Bolivia: when a coup is a coup. Full stop.

In October 2019 the Bolivian President Evo Morales was forced out of office. Popular mobilisations against the outcome of the presidential elections (claimed to be fraudulent) with road blocks, burning of ballot boxes, storming and looting of government offices and homes of leading Government figures, culminated in the Military Chief, William Kaliman, suggesting that the President step down, making it clear they were not going to defend him. So Evo resigned and went into exile in Mexico. This is what we normally call a coup. But the international media - right and 'left' - celebrated it as a victory for democracy - with a few honorary exceptions. But a coup is a coup, and that has been confirmed by what has happened since. Now Bolivia and its fragile political stability is in grave peril.

Mention Bolivia, and for the last decade it has been difficult not to mention Evo too. Evo Morales was elected as president for the first time in 2005 with 54% of the votes, and he can now celebrate 10 years as president.
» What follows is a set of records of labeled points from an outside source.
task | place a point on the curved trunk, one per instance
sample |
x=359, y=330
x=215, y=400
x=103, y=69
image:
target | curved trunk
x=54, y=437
An absolute outsider, brought forward by social movements of mainly indigenous farmers, workers and small traders, with a tough anti-imperialist and anti-capitalist discourse, he horrified the traditional economic and political elite and the “international community” alike. His government has lived through conflicts and crisis, bordering to civil war, but at the same time it has brought a decade of economic prosperity, dramatic reduction of poverty and a revaluation of the country's indigenous ethnic and cultural roots.